A l’heure, où strip poker suite à l’affaire Cahuzac oblige, nos gouvernants nous convient à présent à un véritable potlatch de scooters et vélos

Pendant qu’à l’instar de nos Obama ou Hollande, notre tribun néo-stalinien et multi cumulard national qui, avant sa démission du Sénat suite à son élection au parlement européen en juin 2009 aurait émargé pendant au mois quelques mois (entre ses mandats et indemnités de parlementaire européen et sénateur français entre juillet 2009 et janvier 2010 ?) à quelque 30 000 euros mensuels et donc 360 000 annuels, propose de confisquer comme par hasard les revenus de tous ceux qui auraient gagné plus  …

Retour avec la sociologue Janine Mossuz-Lavau …

Entre culture paysanne, catholicisme et marxisme plus ou moins bien digérés …

Sur ce tabou si français de l’argent de la fille aînée de l’Eglise

« L’argent est encore plus tabou que la sexualité »

Propos recueillis par Guirec Gombert

Le Figaro

0/08/2007

Janine Mossuz-Lavau, directrice de recherche au Centre de la vie politique française, estime que les jeunes osent plus parler d’argent que les générations pércédentes.

Le Figaro.fr : L’argent demeure-t-il tabou pour les Français ?

Janine Mossuz-Lavau : D’après mon enquête ce sujet est encore plus tabou que la sexualité. A mon sens, trois raisons continuent de l’expliquer. La première est que nous sommes tous issus d’une culture paysanne où l’on gardait l’argent à la maison. Il ne fallait pas en parler par peur de se le faire voler, et le conserver en cas de coups durs, de mauvaises récoltes notamment. La deuxième raison tient au catholicisme, qui est la religion des pauvres. Une phrase de l’évangile que l’on prête à Jésus le résume très bien : « Il est plus facile pour un chameau de passer par le chas d’une aiguille que pour le riche d’entrer au royaume des cieux. » Enfin, la troisième raison est l’influence du marxisme. Nous avons retenu que le profit c’est immoral. Il suffit de se rendre à un dîner entre amis pour constater que nous ne savons pas forcément combien les gens gagnent et nous n’en parlons pas si facilement. Cela change doucement chez les jeunes, plus à l’aise pour en parler.

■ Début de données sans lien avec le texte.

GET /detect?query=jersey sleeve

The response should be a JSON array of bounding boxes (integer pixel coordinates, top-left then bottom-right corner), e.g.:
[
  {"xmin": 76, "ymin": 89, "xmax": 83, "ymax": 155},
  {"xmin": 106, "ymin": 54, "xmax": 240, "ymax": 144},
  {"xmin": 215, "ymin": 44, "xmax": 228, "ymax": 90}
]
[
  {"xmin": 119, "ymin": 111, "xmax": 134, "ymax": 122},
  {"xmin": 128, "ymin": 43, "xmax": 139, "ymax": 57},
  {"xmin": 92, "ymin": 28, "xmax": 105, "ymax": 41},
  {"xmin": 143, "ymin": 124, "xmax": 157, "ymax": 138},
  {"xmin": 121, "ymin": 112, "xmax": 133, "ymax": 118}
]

Les hommes et les femmes ont-il un rapport différent à l’argent ?

Pas vraiment, j’ai eu autant de cas de femmes dépensières ou économes que d’hommes. Les jeunes femmes sont peut-être plus facilement dans le rouge, ou en interdit bancaire. Dans l’étude de la Sofres, elles apparaissent comme plus prévoyantes mais cela n’est pas une donnée absolue. En revanche, l’argent reste plus valorisé chez les hommes. Dans notre société, l’homme reste le pourvoyeur de la société, c’est lui qui apporte l’argent au ménage. D’ailleurs, il est rare que les femmes aient des revenus supérieurs aux hommes. Et quand c’est le cas, cela n’est pas sans poser problème. Il y a des cas où l’homme au chômage sent un regard de commisération. Mais c’est surtout chez les femmes qu’il y a un malaise, pour elles, il ne faut pas faire sentir qu’elles gagnent plus d’argent. L’égalité n’est pas encore réalisée dans ce domaine. La question se pose toujours chez les jeunes, le garçon doit inviter la fille pour séduire, même s’ils ont pris l’habitude de se dire on fait « moit-moit ».

L’argent demeure un gage de sécurité dans les mentalités?

Nous vivons dans un monde d’insécurité, de précarité très forte. Il n’est pas assuré que l’on conservera son travail, le taux de chômage est fort, les bas salaires et les temps partiels sont nombreux.

Comment expliquer que tant de personnes aient envie de consommer sans en avoir les moyens ?

Dans notre société de consommation, les sollicitations sont permanentes, dans les vitrines, à la télé, sur Internet… Cela donne envie de bénéficier de choses agréables, mais les gens n’ont pas envie que de superflu. Certaines personnes ne cherchent que des choses nécessaires. J’ai eu le cas d’une femme dont la situation lui paraissait meilleure qu’auparavant car, au lieu d’un paquet de pâtes dans son placard, elle en avait désormais deux. D’ailleurs à mon sens l’étude de la Sofres devrait se lire différemment : quand les gens répondent qu’ils n’ont pas envie de dépenser, certains ont intégré qu’ils ne le pouvaient pas. Au final, ils n’ont même plus l’envie de dépenser.

Janine Mossuz-Lavau a notamment publié  »L’argent et nous », aux éditions La Martinière.

Voir aussi:

Janine Mossuz-Lavau : « En France, parler d’argent est encore tabou »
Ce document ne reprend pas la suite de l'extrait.